This course takes its title from the study by Eric Williams (1911-1981), who became the first Prime Minister of independent Trinidad and Tobago in 1962. Based on this colonial Caribbean scholar’s doctoral dissertation in History at Oxford University in 1938, Capitalism and Slavery (University of North Carolina Press, 1944) challenged prevailing assumptions about “race” and slavery along with the scholarly consensus that Parliamentary abolition of slavery in 1833 was a national act of humanitarianism that distinguished and exemplified the progressiveness and benevolence of British civilization at home and – through imperial expansion and consolidation – abroad. Not published in Britain until 1964, the book and its arguments have resonated ever since, in the substantial scholarship on histories of Atlantic slavery and abolition, but also in debates over the colonial roots (and routes) of British capitalism in the 19th, 20th and early-21st centuries and, indeed, on the genealogies of what is understood as “modernity” or “the modern,” on the one hand, and the political economy of “race,” on the other?

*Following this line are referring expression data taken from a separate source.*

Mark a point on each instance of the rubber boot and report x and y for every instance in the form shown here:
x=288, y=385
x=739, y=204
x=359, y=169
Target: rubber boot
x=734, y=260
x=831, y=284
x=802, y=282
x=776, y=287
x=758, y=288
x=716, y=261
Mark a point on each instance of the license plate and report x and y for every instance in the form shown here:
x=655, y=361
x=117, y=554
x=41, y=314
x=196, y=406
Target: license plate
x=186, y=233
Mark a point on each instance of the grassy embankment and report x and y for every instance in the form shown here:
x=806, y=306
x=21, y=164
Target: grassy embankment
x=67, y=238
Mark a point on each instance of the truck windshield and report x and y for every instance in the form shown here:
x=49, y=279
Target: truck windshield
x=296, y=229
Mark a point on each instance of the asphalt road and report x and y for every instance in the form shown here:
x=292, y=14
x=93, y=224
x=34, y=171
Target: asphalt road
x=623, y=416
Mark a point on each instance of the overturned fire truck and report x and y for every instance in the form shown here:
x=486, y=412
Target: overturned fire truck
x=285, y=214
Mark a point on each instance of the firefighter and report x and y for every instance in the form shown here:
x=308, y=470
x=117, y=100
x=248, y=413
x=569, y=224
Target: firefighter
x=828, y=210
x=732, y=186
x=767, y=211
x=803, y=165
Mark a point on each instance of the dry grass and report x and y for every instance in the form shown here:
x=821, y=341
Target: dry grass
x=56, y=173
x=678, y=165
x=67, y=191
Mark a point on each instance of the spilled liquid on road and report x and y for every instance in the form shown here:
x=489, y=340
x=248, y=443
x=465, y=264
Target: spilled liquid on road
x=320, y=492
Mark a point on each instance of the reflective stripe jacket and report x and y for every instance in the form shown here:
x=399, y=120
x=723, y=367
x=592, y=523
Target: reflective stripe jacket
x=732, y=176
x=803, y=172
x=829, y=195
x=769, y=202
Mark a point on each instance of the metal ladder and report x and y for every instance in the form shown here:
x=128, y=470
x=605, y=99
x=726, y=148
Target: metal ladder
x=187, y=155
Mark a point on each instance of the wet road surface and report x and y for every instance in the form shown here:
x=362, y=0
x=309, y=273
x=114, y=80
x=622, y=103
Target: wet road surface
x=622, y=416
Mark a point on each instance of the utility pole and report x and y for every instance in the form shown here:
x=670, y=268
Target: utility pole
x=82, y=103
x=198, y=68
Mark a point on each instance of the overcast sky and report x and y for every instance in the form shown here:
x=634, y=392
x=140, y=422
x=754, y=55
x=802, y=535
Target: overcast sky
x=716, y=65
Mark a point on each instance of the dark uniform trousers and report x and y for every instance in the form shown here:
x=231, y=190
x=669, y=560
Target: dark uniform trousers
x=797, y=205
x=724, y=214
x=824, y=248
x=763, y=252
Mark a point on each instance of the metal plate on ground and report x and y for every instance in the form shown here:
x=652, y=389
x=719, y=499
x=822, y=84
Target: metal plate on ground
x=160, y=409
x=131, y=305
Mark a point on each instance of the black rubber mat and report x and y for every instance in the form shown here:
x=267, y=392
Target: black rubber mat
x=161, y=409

Pivoting on the book and its receptions, the course explores conditions and relations of knowledge-production, circulation and valuation in our post-colonial present, and modernity. While this is in many ways a course about the relationships between capitalism and slavery in "the past," it is also very much about the conditions under which people have experienced, framed, critiqued and engaged these institutions and the mutually-constitutive discourses on race, gender, sexuality, labor, nation and citizenship with which they have been entwined through time and also in the "present" we all currently inhabit.

The course is designed accordingly, so that students can develop their reading, analytical, critical and expository skills as we proceed through events and debates around slavery, modernity, and historical practice.

This is a reading-, discussion-, and writing-intensive class. Keeping up with assigned readings and films, and informed participation in class discussions is both essential and assessed accordingly. Students are expected to have completed the week’s assigned reading by the Monday class meeting and to come prepared to discuss it in class.